By Fred Swegles
At a time when most sophomores at San Clemente High School are preoccupied with fetching a learner’s permit to drive, Patrick Economy is in no hurry for that.
He has loftier goals.
Sunday, he dropped into a surprise birthday party, flying into one of California’s busiest airports, piloting a single-engine Cessna 172 all by himself.
Dozens of friends and relatives were waiting outside a hangar at John Wayne Airport to surprise and congratulate the Eagle Scout candidate for accomplishing the first solo takeoffs and landings of his life.
This was the aviation trainee’s 16th birthday, the first day the Federal Aviation Administration allows soloing.
His driver’s license? That can wait.
“I want to keep my main focus on flying,” said Patrick, whose parents Scott and Kim both have aviation backgrounds.
“Even my French teacher thinks it’s cool,” Patrick said. “She always tells me, ‘This is unbelievable that you are flying. A lot of kids are just trying to get their learner’s permit. I don’t even have my learner’s permit. I turn 18 the first like three weeks of my senior year, so I’ll have the entire senior year to get my (driver’s) license. I won’t have to do any of the learner’s permits…it’ll be straight to a license.”
Meanwhile, he’ll be flying out to the desert or to Catalina Island at 6,500 feet.
Patrick’s first time in a Cessna was when he was a year old, in a car seat. Mom is a flight attendant with Delta Airlines. Dad is an inspector with the FAA and flies private aircraft.
The boy has grown up with airplanes. Patrick began pursuing a pilot’s license about a year and a half ago. A year ago, Patrick got to sit in the copilot’s seat in a Cessna CJ4 jet, flying to Wisconsin to attend Oshkosh, the world’s largest air show.
“That’s where he got bit,” his dad said. “He’s like, ‘This is what I want to do.’”
Patrick has mapped out a plan: Pilot’s license at 17, play varsity football at SCHS (he is now on JV), make Eagle Scout and apply to the Air Force Academy. It all looks attainable, he said.
“I want to fly bombers, B-1Bs or B-52s,” Patrick said.
He might make the Air Force his life, or perhaps fly cargo jets in his later years. He is keen on big airplanes.
Sunday, he flew to Corona with instructor Jason Herman at his side to make two touch-and-go landings there, then a final practice landing at John Wayne.
“There was a little bit of jet wash coming between the runways,” Herman said, “but he handled it perfectly…touched down perfectly.”

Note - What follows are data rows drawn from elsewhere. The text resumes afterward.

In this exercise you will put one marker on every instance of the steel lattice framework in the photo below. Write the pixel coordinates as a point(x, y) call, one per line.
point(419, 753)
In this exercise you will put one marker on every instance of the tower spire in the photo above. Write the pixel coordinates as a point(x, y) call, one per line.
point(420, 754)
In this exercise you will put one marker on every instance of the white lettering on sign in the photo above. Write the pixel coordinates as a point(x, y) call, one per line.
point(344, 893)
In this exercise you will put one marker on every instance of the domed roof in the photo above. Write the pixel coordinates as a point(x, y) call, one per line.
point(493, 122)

Herman said it was no surprise.
“We’ve been flying quite often for the last month and a half,” he said. “I’ve been sitting in the co-pilot’s seat for the last few weeks just with my hands on my lap, feet on the floor because he’s been doing such a good job.”
Patrick said he felt confident when Herman stepped away for the first of Patrick’s three required solo takeoffs and landings at John Wayne.
A sudden crosswind made the first landing a challenge, Patrick said. The other two were easy.
After that first takeoff, he flew over the hangar where he would return the plane and was shocked at what he saw below.
“I was like, ‘That’s a lot of people!’” he said. “I thought there was going to be like five people…my dad, my mom, maybe my grandparents.”
He tipped his wings to the supporters, saying hi to them.
Among them was Patrick’s brother, Ryan, 14, who is on a path to follow big brother’s footsteps. “I want to work for Delta Airlines,” Ryan said. “I want to fly the 757 and 767.”
Fred Swegles is a longtime San Clemente resident with more than 46 years of journalism experience in the city.